German philosopher Leibniz proposed many years ago that we live in "the best of all possible worlds" as a way of drawing attention to the fact that some good things necessarily have bad effects as well.  So stomping on the bad things will also destroy good things.  The whole of Leftism Collectivism is an example of that in action. To improve the world you first have to understand it.  Leftists Collectivists don't.
That's not a bad start, but it might take some more practice.

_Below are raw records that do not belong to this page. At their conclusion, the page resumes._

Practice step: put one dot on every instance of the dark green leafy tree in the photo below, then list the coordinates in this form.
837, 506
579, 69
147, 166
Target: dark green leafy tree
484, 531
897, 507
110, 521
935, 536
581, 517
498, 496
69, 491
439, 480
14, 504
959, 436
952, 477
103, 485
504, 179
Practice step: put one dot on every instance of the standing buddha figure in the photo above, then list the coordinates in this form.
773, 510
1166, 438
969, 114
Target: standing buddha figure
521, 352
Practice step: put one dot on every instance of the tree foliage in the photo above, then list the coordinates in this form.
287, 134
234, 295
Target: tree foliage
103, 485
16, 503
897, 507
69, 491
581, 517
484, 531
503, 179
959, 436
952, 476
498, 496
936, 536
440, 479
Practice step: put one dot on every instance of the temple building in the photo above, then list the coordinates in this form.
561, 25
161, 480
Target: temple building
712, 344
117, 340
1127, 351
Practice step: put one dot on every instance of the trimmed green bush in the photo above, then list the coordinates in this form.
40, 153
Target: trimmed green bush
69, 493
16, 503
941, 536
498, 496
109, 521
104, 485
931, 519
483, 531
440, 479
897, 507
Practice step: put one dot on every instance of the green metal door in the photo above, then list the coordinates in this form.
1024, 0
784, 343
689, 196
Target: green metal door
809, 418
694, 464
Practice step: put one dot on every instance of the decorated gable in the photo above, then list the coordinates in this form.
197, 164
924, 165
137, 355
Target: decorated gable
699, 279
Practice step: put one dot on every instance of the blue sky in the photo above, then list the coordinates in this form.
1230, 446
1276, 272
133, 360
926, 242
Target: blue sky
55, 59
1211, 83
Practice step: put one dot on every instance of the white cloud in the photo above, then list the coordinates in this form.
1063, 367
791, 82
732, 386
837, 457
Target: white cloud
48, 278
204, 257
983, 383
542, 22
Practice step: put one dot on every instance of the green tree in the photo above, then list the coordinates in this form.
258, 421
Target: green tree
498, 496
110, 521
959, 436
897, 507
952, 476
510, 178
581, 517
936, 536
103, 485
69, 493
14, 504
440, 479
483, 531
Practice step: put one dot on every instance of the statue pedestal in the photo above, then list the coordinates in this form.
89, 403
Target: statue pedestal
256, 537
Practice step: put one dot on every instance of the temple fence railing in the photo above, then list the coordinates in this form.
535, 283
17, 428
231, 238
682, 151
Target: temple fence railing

My youngest is home on break.  He was looking over my shoulder as I prepared this post.  His comment was, "that's a very opinionated piece."  I replied, "yes, but it's not wrong."  He agreed.

Friday, March 06, 2015

Lies, Damn Lies, and Government Statistics

Our favorite economic pundit, Paul Krugman (okay, maybe a wee little bit of sarcasm about "favorite"), writes: "My first chart shows wages of production and nonsupervisory workers in 2014 dollars; we have never gotten back to 1973 levels":



Scott Sumner, an economist who blogs at The Money Illusion, prior to seeing Krugman's chart wrote: "Here’s a graph showing hourly real wages, where I use the wage series excluding the higher paid managers.  I presume that’s the series people are discussing":

Screen Shot 2015-03-04 at 12.51.33 PM

Both are based on "Average Hourly Earnings of Production and Nonsupervisory Employees." Seems like they should have the same shape with a different scale.

It took me awhile to figure why they look so different. The following chart provides the answer:


Krugman used the Consumer Price Index (the red line above) in order to "normalize" wages. The CPI is:
an index of the variation in prices paid by typical consumers for retail goods and other items.
Sumner used the Personal Consumption Expenditures index (the green line above) to "normalize" wages. The PCE is:
A measure of price changes in consumer goods and services. Personal consumption expenditures consist of the actual and imputed expenditures of households; the measure includes data pertaining to durables, non-durables and services.
This example shows you can paint any picture you like about just about anything just by picking which statistics (especially when it comes to price indices) you choose to use. Stagnant wages? Sure. Rising wages? No problem. Whatever you want.